I think Duncan C's 'user interface' is excellent. It is clean, simple and elegant.
Using individual LEDs is much better than digits. IMHO it is much more flexible, and avoids the ambiguity of digits. +1 for the concept.
However, I would make it 'softer', and use a lot fewer components.
By going 'softer' you could have more flexibility, which would give you the ability to expand the useful resolution of the 'clock'.
Duncan C made a very important point that digits are useless if a digit changes during the photograph. However, that is still a potential problem with the three lines of LEDs. When the exposure time is longer than the duration of the 'lower digit' line of LEDs, information is lost.
Certainly Duncan C's design could be speeded up or slowed down to adjust for that, but it has a built in resolution limit because it counts in 10's. Imposing the digital idea of '10' on an analogue system (which is similar to a child's abacus) loses some of three inherent flexibility in the fundamental superiority (in this case) of an analogue display. I suggest making it 'soft' so that the system can be 'tweaked' in software after the electronics are completed.
Instead of fixed function decade counters, use shift registers . Then there is complete flexibility to change the 'user interface' in software.
To reduce the number of components use shift registers designed to drive LEDs.
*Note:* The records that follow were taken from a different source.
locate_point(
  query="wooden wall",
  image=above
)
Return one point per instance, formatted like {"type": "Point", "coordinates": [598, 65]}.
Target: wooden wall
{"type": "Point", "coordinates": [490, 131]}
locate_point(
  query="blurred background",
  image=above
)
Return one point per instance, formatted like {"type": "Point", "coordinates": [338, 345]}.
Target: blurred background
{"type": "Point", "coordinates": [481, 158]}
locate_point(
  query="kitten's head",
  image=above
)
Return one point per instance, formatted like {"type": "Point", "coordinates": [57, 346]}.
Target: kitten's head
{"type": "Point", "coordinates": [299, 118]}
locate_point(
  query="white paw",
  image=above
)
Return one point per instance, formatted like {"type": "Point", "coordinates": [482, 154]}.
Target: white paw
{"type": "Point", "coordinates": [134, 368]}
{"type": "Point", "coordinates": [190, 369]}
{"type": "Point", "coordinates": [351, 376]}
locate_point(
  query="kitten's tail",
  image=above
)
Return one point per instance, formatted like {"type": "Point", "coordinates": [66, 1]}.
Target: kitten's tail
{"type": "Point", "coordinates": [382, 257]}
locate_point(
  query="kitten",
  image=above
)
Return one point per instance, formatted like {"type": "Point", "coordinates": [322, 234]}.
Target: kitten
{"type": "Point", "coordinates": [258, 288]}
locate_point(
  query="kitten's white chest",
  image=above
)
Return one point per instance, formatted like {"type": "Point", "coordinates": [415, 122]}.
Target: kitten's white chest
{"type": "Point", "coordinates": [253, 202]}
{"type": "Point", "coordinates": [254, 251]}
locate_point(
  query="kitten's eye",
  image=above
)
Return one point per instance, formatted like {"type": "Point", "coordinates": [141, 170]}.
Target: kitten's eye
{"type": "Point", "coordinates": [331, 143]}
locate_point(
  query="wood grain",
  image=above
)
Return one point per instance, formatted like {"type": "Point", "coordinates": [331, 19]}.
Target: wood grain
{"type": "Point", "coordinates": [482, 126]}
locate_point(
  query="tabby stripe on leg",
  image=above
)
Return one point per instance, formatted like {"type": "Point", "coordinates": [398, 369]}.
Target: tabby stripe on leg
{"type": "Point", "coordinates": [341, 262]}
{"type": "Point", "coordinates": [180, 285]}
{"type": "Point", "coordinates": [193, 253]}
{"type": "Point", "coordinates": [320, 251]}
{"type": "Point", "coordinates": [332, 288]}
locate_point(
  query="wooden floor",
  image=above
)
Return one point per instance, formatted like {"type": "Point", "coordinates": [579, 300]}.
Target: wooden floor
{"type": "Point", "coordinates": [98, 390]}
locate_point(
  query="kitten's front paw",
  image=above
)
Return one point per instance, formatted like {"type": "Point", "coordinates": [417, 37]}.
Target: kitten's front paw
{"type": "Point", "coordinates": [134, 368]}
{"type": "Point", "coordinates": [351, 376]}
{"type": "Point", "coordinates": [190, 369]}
For example, Texas instruments make many LED-drivers. The lowest cost ones, in Dual-In-Line packages (which can be used in a breadboard, and so would be easier to prototype) that I found on RS were TLC5916/TLC5917. Each device drives 8 LEDs, so Duncan C's design would use 4. This is more expensive than decade counters. However, I think the cost (about 5GBP) may be worth it.
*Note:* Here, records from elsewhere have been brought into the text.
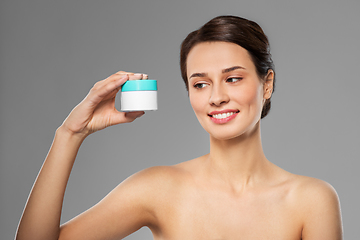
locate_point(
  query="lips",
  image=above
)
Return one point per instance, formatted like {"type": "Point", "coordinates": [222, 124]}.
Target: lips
{"type": "Point", "coordinates": [223, 116]}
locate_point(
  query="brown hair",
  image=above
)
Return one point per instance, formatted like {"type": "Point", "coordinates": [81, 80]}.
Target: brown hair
{"type": "Point", "coordinates": [233, 29]}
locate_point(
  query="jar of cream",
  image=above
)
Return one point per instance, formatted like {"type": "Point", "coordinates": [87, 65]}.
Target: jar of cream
{"type": "Point", "coordinates": [138, 95]}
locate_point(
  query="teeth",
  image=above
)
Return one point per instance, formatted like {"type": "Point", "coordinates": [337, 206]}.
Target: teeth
{"type": "Point", "coordinates": [222, 115]}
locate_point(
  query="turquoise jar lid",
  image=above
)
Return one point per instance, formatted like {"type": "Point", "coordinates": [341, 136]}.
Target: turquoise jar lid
{"type": "Point", "coordinates": [139, 85]}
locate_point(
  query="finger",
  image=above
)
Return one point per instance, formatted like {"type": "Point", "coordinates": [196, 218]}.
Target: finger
{"type": "Point", "coordinates": [125, 117]}
{"type": "Point", "coordinates": [131, 116]}
{"type": "Point", "coordinates": [106, 89]}
{"type": "Point", "coordinates": [136, 76]}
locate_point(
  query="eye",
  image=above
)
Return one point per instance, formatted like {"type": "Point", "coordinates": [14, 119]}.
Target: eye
{"type": "Point", "coordinates": [233, 80]}
{"type": "Point", "coordinates": [200, 85]}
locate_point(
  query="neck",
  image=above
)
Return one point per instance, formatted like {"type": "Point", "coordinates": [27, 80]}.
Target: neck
{"type": "Point", "coordinates": [239, 162]}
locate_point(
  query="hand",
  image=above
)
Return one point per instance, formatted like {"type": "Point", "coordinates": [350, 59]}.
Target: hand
{"type": "Point", "coordinates": [97, 111]}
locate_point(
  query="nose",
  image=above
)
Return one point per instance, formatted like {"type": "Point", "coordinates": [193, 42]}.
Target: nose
{"type": "Point", "coordinates": [218, 96]}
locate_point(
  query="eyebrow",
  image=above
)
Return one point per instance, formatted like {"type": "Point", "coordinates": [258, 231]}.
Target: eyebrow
{"type": "Point", "coordinates": [226, 70]}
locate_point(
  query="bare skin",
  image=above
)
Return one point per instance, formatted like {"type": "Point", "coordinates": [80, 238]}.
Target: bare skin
{"type": "Point", "coordinates": [233, 192]}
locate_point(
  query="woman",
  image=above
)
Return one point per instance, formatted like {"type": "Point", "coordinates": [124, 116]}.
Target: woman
{"type": "Point", "coordinates": [233, 192]}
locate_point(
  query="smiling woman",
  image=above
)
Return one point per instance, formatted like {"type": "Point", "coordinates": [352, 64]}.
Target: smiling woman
{"type": "Point", "coordinates": [233, 192]}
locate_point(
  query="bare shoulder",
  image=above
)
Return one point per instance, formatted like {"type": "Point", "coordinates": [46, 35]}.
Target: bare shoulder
{"type": "Point", "coordinates": [314, 191]}
{"type": "Point", "coordinates": [320, 208]}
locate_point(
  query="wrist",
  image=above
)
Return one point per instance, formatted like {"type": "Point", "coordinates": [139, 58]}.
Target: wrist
{"type": "Point", "coordinates": [67, 133]}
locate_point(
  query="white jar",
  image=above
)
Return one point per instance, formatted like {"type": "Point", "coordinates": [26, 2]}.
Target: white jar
{"type": "Point", "coordinates": [138, 95]}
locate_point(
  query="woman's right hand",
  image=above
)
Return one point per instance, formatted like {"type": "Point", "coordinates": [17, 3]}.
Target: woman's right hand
{"type": "Point", "coordinates": [97, 111]}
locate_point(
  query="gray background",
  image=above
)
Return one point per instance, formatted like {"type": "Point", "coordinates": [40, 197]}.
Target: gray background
{"type": "Point", "coordinates": [52, 52]}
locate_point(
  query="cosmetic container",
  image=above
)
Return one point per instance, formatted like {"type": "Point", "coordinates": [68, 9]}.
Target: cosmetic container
{"type": "Point", "coordinates": [138, 95]}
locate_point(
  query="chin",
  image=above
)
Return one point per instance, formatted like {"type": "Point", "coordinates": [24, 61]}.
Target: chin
{"type": "Point", "coordinates": [231, 132]}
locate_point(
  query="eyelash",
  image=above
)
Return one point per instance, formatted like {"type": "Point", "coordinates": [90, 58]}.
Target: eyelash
{"type": "Point", "coordinates": [200, 85]}
{"type": "Point", "coordinates": [237, 79]}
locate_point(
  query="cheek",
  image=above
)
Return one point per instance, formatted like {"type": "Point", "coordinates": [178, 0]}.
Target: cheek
{"type": "Point", "coordinates": [196, 102]}
{"type": "Point", "coordinates": [248, 95]}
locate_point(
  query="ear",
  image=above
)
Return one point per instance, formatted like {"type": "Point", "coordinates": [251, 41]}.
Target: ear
{"type": "Point", "coordinates": [269, 84]}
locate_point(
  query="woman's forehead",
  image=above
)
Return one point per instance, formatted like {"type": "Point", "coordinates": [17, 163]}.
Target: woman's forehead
{"type": "Point", "coordinates": [217, 56]}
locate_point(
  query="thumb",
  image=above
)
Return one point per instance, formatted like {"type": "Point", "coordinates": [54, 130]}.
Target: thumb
{"type": "Point", "coordinates": [131, 116]}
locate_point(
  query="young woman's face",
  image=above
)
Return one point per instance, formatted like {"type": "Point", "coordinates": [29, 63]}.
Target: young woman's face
{"type": "Point", "coordinates": [224, 89]}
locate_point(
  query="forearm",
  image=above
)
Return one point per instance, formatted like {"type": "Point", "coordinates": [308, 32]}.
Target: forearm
{"type": "Point", "coordinates": [41, 217]}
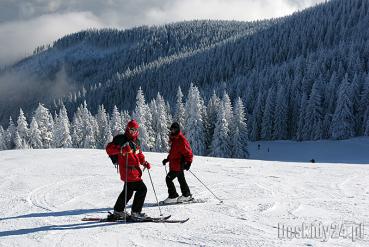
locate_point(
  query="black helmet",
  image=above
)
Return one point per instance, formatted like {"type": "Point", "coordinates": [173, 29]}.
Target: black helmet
{"type": "Point", "coordinates": [174, 128]}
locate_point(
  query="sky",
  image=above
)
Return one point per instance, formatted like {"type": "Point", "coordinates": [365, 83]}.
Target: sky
{"type": "Point", "coordinates": [26, 24]}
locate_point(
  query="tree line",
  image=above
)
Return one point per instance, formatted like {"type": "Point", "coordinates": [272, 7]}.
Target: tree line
{"type": "Point", "coordinates": [216, 128]}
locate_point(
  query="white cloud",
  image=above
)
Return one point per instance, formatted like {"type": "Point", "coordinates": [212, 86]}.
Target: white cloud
{"type": "Point", "coordinates": [20, 38]}
{"type": "Point", "coordinates": [38, 22]}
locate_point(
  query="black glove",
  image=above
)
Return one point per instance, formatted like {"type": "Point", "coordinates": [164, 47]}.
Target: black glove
{"type": "Point", "coordinates": [114, 159]}
{"type": "Point", "coordinates": [165, 161]}
{"type": "Point", "coordinates": [186, 166]}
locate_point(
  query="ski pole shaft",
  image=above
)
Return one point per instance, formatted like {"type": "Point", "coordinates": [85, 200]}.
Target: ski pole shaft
{"type": "Point", "coordinates": [152, 184]}
{"type": "Point", "coordinates": [125, 191]}
{"type": "Point", "coordinates": [206, 186]}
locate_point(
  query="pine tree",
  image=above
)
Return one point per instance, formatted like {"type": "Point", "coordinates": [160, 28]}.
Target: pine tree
{"type": "Point", "coordinates": [212, 110]}
{"type": "Point", "coordinates": [2, 138]}
{"type": "Point", "coordinates": [160, 124]}
{"type": "Point", "coordinates": [256, 119]}
{"type": "Point", "coordinates": [366, 123]}
{"type": "Point", "coordinates": [301, 124]}
{"type": "Point", "coordinates": [22, 127]}
{"type": "Point", "coordinates": [62, 137]}
{"type": "Point", "coordinates": [268, 116]}
{"type": "Point", "coordinates": [45, 125]}
{"type": "Point", "coordinates": [240, 135]}
{"type": "Point", "coordinates": [280, 116]}
{"type": "Point", "coordinates": [116, 122]}
{"type": "Point", "coordinates": [194, 122]}
{"type": "Point", "coordinates": [343, 123]}
{"type": "Point", "coordinates": [125, 118]}
{"type": "Point", "coordinates": [364, 103]}
{"type": "Point", "coordinates": [143, 116]}
{"type": "Point", "coordinates": [89, 128]}
{"type": "Point", "coordinates": [314, 114]}
{"type": "Point", "coordinates": [228, 109]}
{"type": "Point", "coordinates": [179, 110]}
{"type": "Point", "coordinates": [10, 135]}
{"type": "Point", "coordinates": [35, 135]}
{"type": "Point", "coordinates": [104, 132]}
{"type": "Point", "coordinates": [18, 141]}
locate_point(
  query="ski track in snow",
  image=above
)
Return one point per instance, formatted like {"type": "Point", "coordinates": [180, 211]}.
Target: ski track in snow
{"type": "Point", "coordinates": [42, 202]}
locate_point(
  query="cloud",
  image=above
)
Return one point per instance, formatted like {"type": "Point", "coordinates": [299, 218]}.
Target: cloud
{"type": "Point", "coordinates": [17, 88]}
{"type": "Point", "coordinates": [19, 38]}
{"type": "Point", "coordinates": [24, 25]}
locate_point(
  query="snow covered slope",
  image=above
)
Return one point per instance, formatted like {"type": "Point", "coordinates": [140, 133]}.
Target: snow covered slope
{"type": "Point", "coordinates": [45, 193]}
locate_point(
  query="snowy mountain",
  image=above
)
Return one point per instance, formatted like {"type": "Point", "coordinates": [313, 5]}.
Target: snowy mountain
{"type": "Point", "coordinates": [301, 77]}
{"type": "Point", "coordinates": [45, 193]}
One benefit is they are 'constant current' drivers, and so eliminate the current-limiting resistors on each LED. Each device uses one resistor to program the current for all 8 LEDs. That won't save much money, but it will save a lot of wiring.
These shift registers are fed a pattern of data bits, one at a time, using a second 'clock' signal to tell the shift-register when the data bit is valid. Toggling the clock loads the data bit. So you could cascade them, end-to-end, exactly like cascaded counters. To reduce the CPU load, the input to the chain of shift registers could be loaded autonomously, 8 bits at a time by using the SPI peripheral in the Arduino.
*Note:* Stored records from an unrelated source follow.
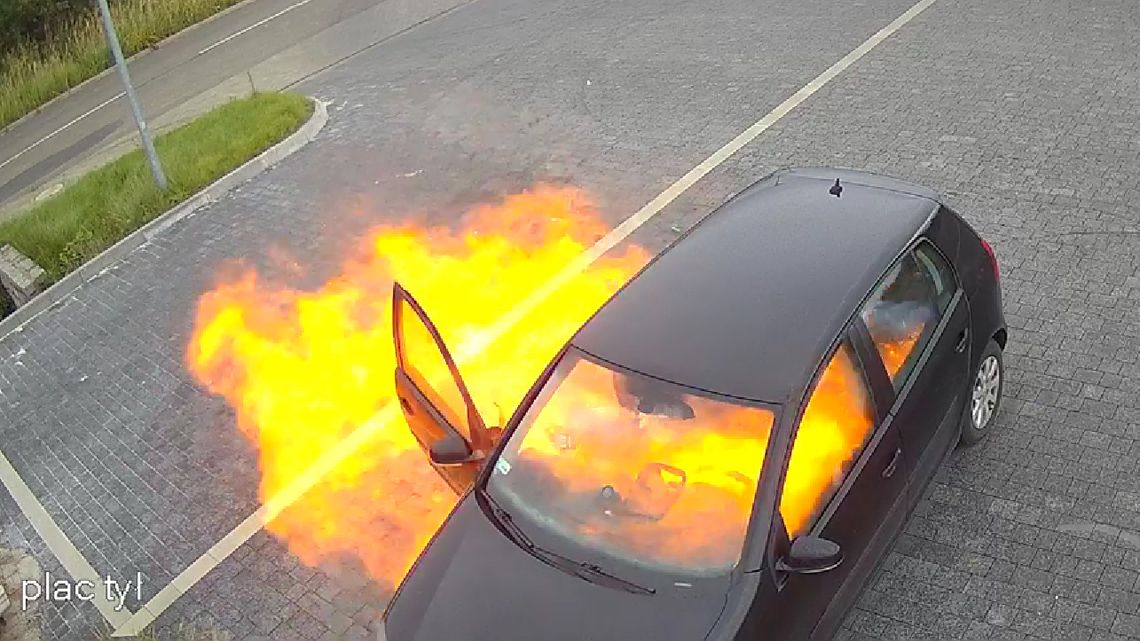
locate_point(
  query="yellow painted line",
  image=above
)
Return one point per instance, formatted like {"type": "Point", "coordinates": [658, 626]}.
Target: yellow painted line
{"type": "Point", "coordinates": [57, 542]}
{"type": "Point", "coordinates": [332, 459]}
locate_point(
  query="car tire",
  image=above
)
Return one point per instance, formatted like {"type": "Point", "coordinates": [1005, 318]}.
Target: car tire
{"type": "Point", "coordinates": [984, 395]}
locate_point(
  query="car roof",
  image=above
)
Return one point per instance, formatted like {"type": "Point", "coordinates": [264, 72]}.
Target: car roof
{"type": "Point", "coordinates": [747, 302]}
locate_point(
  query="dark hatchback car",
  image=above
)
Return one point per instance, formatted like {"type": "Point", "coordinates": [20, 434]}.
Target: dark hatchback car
{"type": "Point", "coordinates": [730, 444]}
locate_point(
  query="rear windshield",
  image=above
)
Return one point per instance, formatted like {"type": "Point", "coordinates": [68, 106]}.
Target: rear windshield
{"type": "Point", "coordinates": [635, 468]}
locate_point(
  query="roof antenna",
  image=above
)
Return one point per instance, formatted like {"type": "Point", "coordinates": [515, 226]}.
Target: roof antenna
{"type": "Point", "coordinates": [836, 189]}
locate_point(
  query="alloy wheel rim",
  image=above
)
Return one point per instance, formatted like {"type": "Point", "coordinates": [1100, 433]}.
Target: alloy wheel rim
{"type": "Point", "coordinates": [984, 397]}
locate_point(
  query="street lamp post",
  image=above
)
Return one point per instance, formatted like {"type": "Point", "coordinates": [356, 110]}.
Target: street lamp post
{"type": "Point", "coordinates": [152, 155]}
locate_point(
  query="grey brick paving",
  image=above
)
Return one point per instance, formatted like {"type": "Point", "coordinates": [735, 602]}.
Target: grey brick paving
{"type": "Point", "coordinates": [1023, 112]}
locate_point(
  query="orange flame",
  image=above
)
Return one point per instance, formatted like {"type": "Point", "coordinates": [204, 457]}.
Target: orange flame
{"type": "Point", "coordinates": [304, 368]}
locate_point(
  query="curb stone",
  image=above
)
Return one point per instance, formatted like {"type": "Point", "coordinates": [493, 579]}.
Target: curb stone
{"type": "Point", "coordinates": [95, 267]}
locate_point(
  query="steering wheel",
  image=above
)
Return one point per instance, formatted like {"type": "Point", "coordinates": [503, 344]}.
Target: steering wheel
{"type": "Point", "coordinates": [654, 492]}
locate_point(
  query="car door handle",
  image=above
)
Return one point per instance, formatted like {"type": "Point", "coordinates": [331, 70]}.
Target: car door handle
{"type": "Point", "coordinates": [963, 340]}
{"type": "Point", "coordinates": [889, 470]}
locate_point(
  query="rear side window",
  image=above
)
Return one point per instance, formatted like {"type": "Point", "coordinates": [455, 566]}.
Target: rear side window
{"type": "Point", "coordinates": [906, 307]}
Alternatively, you could use 4 pins to load data simultaneously, with one pin driving a shared clock. Those shift registers can operate much faster than even Arduino assembler (upto 30MHz/bit). So this needn't take much time.
The outputs of the shift registers do not change until a further signal is sent. Then they all change output simultaneously. So your cameras won't be confused by seeing the data being loaded.
So there is more software complexity than cascaded counters. However, there is no constraints on what data they show. For example, you might decide that you would like 20 LEDs worth of resolution, so that cameras have a wider exposure time and the frames can still be synchronised or 'positioned' relative to one another in time.
Anther advantage of this 'soft' behaviour is, you could add lots more LEDs and get pretty much any resolution you might need, using exactly the same hardware technology.
This approach shares an advantage of Duncan C's design. Time is indicated by discrete points of light, and not shape. So it should be relatively straightforward to use image processing to process images. That might be very important if the cameras are video cameras.
To clarify a few points.
It is purely software which determines the behaviour of the LEDs in a shift-register based approach. Hence it is practical and straightforward, to simulate decade counters. So the 'user interface' can not be worse.
The complexity of a chain of shift-registers is the same as decade counters, if you want to use them that way. However for a few pins more, the shift registers could be loaded independently, which might have some benefits.
Using constant current LED drivers reduces the number of resistors to wire by a factor of 8. TI and others sell devices with 16 and 24 LED drivers, so the number of packages might be reduced.
The decade counter has a built in restriction. Not suprising, it gives no more than 10% resolution. However if you need 5%, it can't do it.
The shift-register-based electronics could emulate a 'clock face', so if 5% is needed, use 20 LEDs for that part. If 1% is required, add some more shift registers and LEDs
Duncan C's concept of using an 'analogue abacus' display is, IMHO, a more robust user interface than LED Arabic digits.
However, IMHO a hard-wired implementation using decade counters is an unnecessary restriction, limiting resolution. Shift registers make the display 'soft'. Wiring up shift registers is the same complexity as decade counters. Using LED drivers, saves a lot of wiring.